I Verdi sono lieti di offrire a Blattner una nuova casa politica, ha scritto la presidente del partito ecologista di Allschwil-Schönenbuch (BL), Flavia Müller: “Anche se il nostro colore è il verde, celebriamo e sosteniamo ogni singolo colore dell’arcobaleno”.

Dopo aver fatto coming out come persona queer, Blattner aveva ricevuto minacce omofobe e messaggi di odio “da parte di persone vicine al partito”, aveva spiegato all’epoca motivando le sue dimissioni. A causa di una lettera anonima minacciosa, la politica aveva sporto denuncia.
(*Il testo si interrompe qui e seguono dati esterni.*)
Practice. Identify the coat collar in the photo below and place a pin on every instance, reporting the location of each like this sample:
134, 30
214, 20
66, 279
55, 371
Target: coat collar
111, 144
All’interno del PEV è attualmente in corso un processo di elaborazione degli eventi di gennaio. Con un’analisi congiunta il partito intende – secondo sue dichiarazioni – rafforzare la protezione, la fiducia e un approccio rispettoso. È prevista la creazione di un punto di contatto indipendente per i membri che si trovano ad affrontare odio, discriminazione e conflitti gravosi. Per l’analisi, il PEV ha coinvolto anche esperti esterni, è stato detto all’epoca.